福島県が新産業人材育成の方針案を策定、成長分野での競争力強化を目指す
福島県は、航空宇宙やロボットなどの新産業を担う人材育成の方針案をまとめた。県民の意見を踏まえ、年度内に正式な方針を策定する予定だ。専門性の高いものづくり人材を生み出す基盤を強化することで、成長が期待される分野での新たな企業誘致や、本県に進出してきた企業の事業拡大などに結び付けていくことを目指している。
震災後のイノベーション・コースト構想を背景に、分野横断的な人材育成が課題に
本県は東日本大震災後、福島・国際研究産業都市(イノベーション・コースト)構想に基づき、集中的にドローンや廃炉などの新産業を集積してきた。人材面では、行政や関連業者らが協議会などを設けて確保を図ってきたが、分野ごとに縦割りの傾向があり、新産業全体の状況を把握して育成に取り組むような包括的な指針はない状態だった。
今回の方針案は、六つの産業分野について最新の技術動向から求められる人材像や参入する場合に必要な資格などを示し、関係機関が課題や方向性を共有できる形にした。県は方針策定を契機に、福島国際研究教育機構(エフレイ)などの機関の連携を促し、それぞれが得意分野のノウハウを提供し合う「オール福島」の人材育成の態勢を構築することが重要だと強調している。

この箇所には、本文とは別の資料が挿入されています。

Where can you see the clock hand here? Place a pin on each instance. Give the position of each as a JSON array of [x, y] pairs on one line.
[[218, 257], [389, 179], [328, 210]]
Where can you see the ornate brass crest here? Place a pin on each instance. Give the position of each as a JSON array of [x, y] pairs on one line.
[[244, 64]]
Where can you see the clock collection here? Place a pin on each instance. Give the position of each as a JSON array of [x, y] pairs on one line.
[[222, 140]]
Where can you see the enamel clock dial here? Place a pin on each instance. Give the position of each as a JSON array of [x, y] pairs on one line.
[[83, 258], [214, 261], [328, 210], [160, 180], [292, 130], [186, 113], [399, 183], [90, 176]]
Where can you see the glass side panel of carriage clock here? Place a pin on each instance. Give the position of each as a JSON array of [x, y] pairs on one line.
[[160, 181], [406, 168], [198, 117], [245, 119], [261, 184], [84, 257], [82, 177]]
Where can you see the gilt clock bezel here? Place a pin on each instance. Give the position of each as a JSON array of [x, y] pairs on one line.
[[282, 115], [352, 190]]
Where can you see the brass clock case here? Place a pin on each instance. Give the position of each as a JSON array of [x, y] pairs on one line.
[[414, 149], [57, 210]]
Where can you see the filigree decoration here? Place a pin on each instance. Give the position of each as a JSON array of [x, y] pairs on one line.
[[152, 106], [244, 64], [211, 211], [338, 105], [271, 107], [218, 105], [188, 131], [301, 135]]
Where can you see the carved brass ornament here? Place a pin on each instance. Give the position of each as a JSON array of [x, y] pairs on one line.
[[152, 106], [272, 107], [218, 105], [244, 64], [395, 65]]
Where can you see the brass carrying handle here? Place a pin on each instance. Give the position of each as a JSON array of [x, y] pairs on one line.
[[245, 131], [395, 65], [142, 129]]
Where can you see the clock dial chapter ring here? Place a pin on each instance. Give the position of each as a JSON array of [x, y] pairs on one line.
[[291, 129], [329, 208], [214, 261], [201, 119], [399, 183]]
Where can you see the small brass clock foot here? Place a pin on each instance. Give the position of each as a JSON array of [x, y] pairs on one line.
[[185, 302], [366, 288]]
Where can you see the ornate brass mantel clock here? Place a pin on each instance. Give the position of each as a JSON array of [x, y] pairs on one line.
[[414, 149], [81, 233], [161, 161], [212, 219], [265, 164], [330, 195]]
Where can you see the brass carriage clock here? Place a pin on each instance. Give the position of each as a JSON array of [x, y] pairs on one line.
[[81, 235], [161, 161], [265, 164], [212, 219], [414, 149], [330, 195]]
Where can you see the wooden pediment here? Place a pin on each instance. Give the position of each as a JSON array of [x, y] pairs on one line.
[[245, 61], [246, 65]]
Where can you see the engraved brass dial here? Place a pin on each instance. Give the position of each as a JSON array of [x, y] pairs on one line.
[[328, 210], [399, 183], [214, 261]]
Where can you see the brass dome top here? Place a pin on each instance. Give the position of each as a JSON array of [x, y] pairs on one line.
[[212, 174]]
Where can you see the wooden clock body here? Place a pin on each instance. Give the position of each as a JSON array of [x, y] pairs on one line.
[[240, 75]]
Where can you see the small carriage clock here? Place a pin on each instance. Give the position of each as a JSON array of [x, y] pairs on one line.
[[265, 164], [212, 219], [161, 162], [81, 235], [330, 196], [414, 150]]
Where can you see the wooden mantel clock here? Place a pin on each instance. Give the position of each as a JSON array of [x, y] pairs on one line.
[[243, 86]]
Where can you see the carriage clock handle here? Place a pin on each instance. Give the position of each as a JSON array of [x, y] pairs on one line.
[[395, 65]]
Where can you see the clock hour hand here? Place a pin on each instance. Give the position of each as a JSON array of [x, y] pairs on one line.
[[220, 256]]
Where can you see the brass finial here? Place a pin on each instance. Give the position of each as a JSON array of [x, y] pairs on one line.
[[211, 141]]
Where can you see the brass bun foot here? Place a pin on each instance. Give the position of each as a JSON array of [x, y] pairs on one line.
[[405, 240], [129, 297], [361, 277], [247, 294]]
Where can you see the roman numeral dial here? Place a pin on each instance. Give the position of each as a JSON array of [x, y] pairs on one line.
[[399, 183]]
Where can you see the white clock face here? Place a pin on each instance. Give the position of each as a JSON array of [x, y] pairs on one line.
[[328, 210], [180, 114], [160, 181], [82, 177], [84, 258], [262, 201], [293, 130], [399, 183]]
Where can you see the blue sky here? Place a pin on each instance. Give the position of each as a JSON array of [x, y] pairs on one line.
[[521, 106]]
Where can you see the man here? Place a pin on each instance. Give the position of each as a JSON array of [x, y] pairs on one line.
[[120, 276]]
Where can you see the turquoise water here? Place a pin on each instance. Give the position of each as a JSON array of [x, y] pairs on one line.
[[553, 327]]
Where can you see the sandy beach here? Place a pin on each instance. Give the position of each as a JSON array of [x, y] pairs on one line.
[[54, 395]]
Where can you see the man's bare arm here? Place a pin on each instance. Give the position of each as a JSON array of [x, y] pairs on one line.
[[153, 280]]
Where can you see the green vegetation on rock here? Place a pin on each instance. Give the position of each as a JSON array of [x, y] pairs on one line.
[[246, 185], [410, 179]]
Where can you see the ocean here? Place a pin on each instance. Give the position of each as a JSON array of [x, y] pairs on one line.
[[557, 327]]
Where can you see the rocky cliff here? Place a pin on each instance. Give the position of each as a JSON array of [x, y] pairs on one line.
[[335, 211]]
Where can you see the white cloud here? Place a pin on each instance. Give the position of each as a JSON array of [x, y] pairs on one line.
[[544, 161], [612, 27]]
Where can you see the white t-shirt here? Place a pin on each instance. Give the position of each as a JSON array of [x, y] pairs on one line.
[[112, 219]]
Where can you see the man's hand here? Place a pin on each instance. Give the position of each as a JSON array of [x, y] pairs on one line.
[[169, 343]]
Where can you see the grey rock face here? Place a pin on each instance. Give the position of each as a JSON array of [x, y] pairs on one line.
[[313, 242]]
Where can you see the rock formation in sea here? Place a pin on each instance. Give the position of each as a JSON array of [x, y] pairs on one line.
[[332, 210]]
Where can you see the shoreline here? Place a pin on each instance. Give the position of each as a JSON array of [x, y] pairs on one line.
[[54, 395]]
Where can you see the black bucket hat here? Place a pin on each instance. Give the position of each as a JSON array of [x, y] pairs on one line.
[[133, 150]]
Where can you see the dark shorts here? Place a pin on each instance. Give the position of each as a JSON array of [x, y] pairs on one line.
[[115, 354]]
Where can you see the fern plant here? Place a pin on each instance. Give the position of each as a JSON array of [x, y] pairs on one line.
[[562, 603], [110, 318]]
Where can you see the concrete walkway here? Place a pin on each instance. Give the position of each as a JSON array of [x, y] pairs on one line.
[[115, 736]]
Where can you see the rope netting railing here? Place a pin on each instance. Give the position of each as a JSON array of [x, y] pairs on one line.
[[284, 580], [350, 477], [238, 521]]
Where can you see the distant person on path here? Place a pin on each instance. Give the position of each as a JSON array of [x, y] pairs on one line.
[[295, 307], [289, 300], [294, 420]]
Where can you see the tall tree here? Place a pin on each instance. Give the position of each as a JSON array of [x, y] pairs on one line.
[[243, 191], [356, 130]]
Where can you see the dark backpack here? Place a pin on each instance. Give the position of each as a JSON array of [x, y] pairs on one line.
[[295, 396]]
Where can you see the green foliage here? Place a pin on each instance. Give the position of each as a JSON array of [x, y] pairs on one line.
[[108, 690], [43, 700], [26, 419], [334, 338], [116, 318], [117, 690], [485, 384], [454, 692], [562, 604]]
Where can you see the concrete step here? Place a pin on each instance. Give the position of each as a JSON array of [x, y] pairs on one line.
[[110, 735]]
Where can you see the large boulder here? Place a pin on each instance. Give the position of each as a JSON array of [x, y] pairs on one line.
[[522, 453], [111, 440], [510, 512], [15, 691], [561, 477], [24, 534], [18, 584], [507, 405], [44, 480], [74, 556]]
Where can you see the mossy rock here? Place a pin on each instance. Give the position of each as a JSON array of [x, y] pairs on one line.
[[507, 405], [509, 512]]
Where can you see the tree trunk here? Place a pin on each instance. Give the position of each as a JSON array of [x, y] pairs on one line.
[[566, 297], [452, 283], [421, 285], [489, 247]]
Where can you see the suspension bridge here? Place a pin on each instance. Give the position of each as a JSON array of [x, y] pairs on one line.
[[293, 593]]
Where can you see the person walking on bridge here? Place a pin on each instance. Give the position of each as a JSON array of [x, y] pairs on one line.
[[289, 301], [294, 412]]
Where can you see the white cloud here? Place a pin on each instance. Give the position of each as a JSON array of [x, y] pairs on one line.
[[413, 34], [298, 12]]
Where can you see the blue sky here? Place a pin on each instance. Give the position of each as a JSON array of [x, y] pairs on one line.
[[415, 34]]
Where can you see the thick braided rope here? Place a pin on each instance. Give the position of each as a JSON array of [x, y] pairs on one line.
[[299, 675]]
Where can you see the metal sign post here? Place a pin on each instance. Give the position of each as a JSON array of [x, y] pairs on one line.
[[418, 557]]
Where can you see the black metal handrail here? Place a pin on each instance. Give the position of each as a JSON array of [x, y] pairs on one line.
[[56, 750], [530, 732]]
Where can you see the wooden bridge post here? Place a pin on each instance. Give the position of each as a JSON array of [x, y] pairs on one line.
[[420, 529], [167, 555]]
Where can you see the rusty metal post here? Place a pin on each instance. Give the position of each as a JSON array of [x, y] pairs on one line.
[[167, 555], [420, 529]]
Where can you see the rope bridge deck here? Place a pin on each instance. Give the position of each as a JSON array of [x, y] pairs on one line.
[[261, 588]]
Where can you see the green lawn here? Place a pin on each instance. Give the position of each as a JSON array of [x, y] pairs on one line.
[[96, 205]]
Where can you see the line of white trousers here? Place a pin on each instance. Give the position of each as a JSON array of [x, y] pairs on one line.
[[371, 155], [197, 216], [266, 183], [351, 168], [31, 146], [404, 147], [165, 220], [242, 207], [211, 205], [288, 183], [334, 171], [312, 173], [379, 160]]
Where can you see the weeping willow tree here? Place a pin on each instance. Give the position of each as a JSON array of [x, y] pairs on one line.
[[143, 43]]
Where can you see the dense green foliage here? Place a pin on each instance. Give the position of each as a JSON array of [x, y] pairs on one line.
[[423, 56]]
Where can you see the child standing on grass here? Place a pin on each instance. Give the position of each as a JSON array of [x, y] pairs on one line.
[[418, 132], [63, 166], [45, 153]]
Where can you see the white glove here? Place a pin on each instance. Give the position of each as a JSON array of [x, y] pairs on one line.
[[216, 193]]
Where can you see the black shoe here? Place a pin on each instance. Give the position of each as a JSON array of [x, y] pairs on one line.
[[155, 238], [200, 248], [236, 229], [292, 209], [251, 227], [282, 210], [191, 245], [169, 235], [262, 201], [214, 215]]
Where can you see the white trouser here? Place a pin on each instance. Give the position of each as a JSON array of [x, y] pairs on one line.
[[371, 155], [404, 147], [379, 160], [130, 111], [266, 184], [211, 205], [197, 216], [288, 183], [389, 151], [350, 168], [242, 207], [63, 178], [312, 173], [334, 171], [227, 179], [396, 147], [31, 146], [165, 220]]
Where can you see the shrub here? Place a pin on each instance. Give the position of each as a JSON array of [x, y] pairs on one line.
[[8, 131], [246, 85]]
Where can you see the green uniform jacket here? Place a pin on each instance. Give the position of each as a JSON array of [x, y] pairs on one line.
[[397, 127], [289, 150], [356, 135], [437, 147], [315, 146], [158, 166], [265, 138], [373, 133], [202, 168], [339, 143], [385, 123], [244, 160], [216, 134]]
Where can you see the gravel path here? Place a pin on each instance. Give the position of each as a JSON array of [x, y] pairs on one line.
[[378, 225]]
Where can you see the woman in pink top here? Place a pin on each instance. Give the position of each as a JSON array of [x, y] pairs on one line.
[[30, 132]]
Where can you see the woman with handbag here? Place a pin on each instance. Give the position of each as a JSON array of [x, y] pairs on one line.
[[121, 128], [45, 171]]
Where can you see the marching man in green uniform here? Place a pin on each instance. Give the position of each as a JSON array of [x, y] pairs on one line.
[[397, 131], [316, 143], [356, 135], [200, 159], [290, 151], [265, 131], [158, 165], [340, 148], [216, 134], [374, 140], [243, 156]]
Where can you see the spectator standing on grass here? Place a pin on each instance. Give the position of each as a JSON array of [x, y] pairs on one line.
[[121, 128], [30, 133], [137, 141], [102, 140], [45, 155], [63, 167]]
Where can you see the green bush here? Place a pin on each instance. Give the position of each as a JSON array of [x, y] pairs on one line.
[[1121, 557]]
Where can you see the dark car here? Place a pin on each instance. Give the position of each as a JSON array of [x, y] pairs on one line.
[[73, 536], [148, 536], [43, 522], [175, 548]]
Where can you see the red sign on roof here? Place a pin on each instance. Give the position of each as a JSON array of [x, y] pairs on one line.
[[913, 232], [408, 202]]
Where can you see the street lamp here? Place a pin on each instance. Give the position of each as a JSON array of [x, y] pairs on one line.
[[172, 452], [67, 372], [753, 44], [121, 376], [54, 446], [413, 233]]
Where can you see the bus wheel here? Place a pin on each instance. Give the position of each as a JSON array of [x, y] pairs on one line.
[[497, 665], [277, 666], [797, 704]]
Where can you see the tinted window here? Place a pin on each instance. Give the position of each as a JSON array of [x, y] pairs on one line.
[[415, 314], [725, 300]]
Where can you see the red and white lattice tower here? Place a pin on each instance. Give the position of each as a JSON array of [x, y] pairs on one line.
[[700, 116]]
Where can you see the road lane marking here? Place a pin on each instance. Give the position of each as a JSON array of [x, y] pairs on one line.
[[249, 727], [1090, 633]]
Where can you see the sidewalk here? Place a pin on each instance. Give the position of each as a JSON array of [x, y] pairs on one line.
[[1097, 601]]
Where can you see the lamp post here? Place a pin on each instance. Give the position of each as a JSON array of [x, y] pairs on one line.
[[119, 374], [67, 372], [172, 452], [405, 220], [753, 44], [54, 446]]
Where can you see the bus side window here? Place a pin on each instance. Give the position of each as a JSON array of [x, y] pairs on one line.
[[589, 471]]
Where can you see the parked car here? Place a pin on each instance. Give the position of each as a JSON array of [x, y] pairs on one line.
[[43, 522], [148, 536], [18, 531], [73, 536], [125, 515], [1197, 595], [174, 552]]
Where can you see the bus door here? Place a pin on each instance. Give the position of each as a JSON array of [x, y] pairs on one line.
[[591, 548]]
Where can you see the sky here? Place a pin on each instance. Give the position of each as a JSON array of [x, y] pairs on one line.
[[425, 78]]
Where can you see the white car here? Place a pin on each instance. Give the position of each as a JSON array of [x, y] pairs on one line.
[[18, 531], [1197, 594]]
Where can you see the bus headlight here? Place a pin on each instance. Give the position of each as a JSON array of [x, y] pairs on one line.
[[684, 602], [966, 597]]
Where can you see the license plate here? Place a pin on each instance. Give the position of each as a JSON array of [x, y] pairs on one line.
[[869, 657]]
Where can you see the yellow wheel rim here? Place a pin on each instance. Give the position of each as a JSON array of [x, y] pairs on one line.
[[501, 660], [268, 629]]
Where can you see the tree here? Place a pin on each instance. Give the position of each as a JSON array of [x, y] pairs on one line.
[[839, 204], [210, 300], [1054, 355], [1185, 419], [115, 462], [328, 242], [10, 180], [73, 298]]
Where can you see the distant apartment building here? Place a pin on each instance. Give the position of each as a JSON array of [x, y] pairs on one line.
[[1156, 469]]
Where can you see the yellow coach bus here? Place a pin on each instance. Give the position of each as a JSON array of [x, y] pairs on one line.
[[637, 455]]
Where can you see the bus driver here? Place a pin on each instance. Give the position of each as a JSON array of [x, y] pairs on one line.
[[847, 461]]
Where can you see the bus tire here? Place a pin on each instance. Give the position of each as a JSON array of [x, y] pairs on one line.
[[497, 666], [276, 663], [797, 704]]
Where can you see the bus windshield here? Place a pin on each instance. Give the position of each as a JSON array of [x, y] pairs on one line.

学校教育から社会人まで、実践的なキャリア教育の充実を推進
学校教育の現場では、地域の企業を訪問したり、現場で働く人を招いた授業を行ったりして職業意識を高める取り組みが進められてきた。新たな方針では、安定した人材確保に向け、これまでの枠組みを活用して、再生可能エネルギーや医療機器、水素などの分野に興味や関心を持つ若者を増やしていく取り組みを盛り込んだ。
新産業に属する企業や団体の協力を得て、小学校から大学までの各段階に応じてものづくり教室や企業体験、実習の中で部品の一部を製造するなどの試みを導入すれば、成果は上がるはずだ。次世代の地元定着率を高める観点からも、実践的なキャリア教育の充実を図ることが求められる。
既存企業の新産業参入を支援し、地域経済の裾野を拡大
新卒者を担い手に育成するだけではなく、既存のものづくり企業や、そこで働く人たちに新産業の分野に参画してもらうことが必要だ。県によれば、震災後に進出してきた企業からは、部品調達や不具合のある機器の修理などのスピードを高めるため、地元企業との連携を希望する声があるという。
しかし、企業が新規参入を実現するには、知識や情報面での支援が欠かせない。県には、ハイテクプラザにある産業関連の研究成果の企業への橋渡しや、テクノアカデミーでの社会人向け講座の積極的な開催などを通じて企業を後押しし、新産業を支える裾野を広げていくことを期待したい。